What was Biden thinking? Either he isn’t as smart as people believe he is, or he was completely bending to the prevailing political winds. I would suspect it was more of the latter.
Matthew Yglesias at the Center for American Progress Action Fund gives an interesting rundown on Biden’s pre-war performance that shows Biden engaging in all sorts of contortions. Biden pointed out several flaws in the Bush Administration’s push to war in speeches he made in that time period. And, yet, he voted to let them off the leash!
“Biden seems to believe, in a massive misunderstanding of how things work, that by signing on with the Administration he would be able to weigh in on the side of the non-crazy faction and thus influence events in a positive manner,” Yglesias writes. “I don’t really understand why he would have thought that would work.”
In a recent open letter, former CIA analyst Ray McGovern caustically told Biden, “There is no getting away from the important role you played in roping Congress into facilitating that war.”
McGovern reminds us of how Scott Ritter, the former U.N. weapons inspector, called the Biden-chaired pre-war hearings a “sham … to provide political cover for a massive military attack on Iraq.”
In the years since, Biden has pretended that everyone thought that Saddam had WMDs and that the authorization of force was not quite a green signal for Bush to attack Iraq. Sorry. Even someone with my limited expertise knew back then that both of these propositions were false.
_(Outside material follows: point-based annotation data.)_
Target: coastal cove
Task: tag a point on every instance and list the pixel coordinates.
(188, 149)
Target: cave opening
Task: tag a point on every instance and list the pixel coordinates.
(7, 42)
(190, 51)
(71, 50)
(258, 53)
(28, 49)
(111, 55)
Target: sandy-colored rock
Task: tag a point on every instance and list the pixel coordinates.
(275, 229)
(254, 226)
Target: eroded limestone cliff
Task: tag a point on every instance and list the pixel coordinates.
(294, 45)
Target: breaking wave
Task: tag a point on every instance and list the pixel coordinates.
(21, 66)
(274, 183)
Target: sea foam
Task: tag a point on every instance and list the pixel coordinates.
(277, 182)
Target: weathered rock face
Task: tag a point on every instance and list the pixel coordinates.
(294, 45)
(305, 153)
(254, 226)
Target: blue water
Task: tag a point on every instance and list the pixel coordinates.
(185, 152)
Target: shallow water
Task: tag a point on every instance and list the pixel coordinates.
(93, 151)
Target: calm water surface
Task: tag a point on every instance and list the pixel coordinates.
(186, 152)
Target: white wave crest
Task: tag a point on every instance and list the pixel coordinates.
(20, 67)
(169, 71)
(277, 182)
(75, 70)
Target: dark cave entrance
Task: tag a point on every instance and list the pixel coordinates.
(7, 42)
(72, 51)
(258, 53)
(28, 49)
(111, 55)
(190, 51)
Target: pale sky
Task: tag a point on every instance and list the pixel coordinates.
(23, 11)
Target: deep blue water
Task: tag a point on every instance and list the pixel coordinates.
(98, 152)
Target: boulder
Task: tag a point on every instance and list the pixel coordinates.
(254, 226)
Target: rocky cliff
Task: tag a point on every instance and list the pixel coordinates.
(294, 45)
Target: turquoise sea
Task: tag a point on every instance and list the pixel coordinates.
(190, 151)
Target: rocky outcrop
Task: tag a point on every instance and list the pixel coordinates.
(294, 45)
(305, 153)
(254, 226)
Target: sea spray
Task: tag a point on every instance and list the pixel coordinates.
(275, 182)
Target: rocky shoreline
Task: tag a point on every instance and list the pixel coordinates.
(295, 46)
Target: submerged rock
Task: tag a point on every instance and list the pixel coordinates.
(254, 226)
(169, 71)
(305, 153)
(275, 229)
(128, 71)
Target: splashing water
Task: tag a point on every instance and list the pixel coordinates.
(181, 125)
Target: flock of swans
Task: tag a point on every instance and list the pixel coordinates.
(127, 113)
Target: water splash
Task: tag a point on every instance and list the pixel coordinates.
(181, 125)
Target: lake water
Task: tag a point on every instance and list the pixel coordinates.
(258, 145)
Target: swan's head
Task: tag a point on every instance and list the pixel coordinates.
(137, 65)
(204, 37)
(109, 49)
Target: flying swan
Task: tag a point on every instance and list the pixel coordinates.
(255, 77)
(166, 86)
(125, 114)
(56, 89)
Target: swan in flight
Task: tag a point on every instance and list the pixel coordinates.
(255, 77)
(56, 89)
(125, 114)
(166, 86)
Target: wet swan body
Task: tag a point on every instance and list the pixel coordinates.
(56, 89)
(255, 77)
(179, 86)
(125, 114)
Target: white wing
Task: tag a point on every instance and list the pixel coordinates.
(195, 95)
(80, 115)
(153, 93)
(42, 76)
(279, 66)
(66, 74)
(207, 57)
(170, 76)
Biden has in the recent past tried to make amends by being critical of the war and has even called for a repeal of the 2002 war authorization. Too late for a mulligan. (And, curiously, Biden has latched on to another weird notion: that Iraq needs to be federated—read divided—into three states.)
For the rest, Biden’s foreign policy record has been mixed over his thirty-five long years in office. (And here I’m indebted to Professor Stephen Zunes’s incisive analysis for Foreign Policy in Focus.)
Recently, he’s been good on Iran (calling for negotiations and voting against the bill deeming the Iranian Revolutionary Guards a terrorist organization) but belligerent toward Russia during the Georgia conflict. Further back, he was good on the Nicaragua Contras but bad on key free trade agreements such as NAFTA. And, as Zunes points out, he has been quite horrible on the Israel/Palestine issue.
But it’s the Iraq War vote that he’ll have to live down for the rest of his days. All his much-vaunted expertise didn’t serve him too well on the key foreign policy issue of our era.